Since they tend to be the firms professionals trust and turn to when facing a "computer" problem, IT companies and advertising agencies have become warehouses for anything computer related, often making the local IT firm or ad agency the de facto monopoly on everything from enterprise servers to logo design. As a designer, I can tell you that IT professionals often have a degree of contempt for creatively oriented professionals. So, over the past 15 years as IT companies absorbed this role wages for graphic designers were depressed significantly. The going rate for graphic design work in my geographic market dropped from around $75/hr to $10/hr. Which means it's often more profitable to wait tables or work in retail than it is to work as a graphic designer. Often, if an organization knows what to look for they can find a competent specialist for less cost than hiring a large IT firm or agency, and by working directly with a freelancer the person doing then actual work can make a much better living than if they got the work through an intermediary. Many IT oriented engineer or programmer types, who by their very nature may not have a sense of the aesthetics of good design.
While many graphic designers do not have the systematic, mathematical mind that make great programmers. An engineer may de-emphasize creative design in favor one-size-fits-all alternatives. Understanding what type of specialist is best for what type of job is an essential requirement for anyone given the responsibility of hiring or contracting to get a job done.
The lack of understanding by executives and HR professionals about the differences between fields, means rather than favoring the specialist in a particular field, the generalist who claims to be able to do anything gets the job. Someone trying to get a web design job who is upfront about their skills in that area and explains why their talents in graphics do not apply to software design sounds to the someone who is not well versed like they lack confidence in their "computer" skills.
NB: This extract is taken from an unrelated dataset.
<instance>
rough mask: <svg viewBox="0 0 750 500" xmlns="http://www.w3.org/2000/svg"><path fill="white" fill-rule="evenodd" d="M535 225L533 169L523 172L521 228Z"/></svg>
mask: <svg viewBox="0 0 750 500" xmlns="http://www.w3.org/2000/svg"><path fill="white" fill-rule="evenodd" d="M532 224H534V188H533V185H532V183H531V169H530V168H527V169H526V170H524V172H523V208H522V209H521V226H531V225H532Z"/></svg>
Over the last ten or fifteen years, this problem rather than disappearing has bred a whole species of computer generalist. The jack of all trades, who can do anything he sets his mind to and in reality does nothing well. As the differences between these areas of expertise have blurred, more and more computer professionals even understand these differences and most will gladly claim to be able to do anything so as to make sure they get the job. I call this the "MacBook delusion." As the MacBook became the status symbol of the computer professional, the attitude that just because you have a tool that can do anything means you can do anything. As the mediocrity of generalists doing specialist work lowered the bar across the board, increasingly the only requirement to be able to qualify for a web design or marketing job was owning a MacBook. The object, rather than the skill required to use it in a particular field well, has become the definition of what it means to be a web designer or a programmer. While it's likely that a bright worker might have several areas where they are competent, executives and HR staff cannot afford to not know when to hire a specialist. There is a time when what you need is a web developer, not a web designer, and a time when you need a graphic designer, not a web designer. Computer literacy has become so essential for even the most menial administrative position. It is ludicrous that executives, and those tasked with making hiring choices for technically sophisticated positions, lack the commensurate understanding of the fields they supervise. For any professional at any level, being computer literate at a level of understanding the differences between these fields and complete day-to-day office tasks without tech support is just as important as being able to read and write.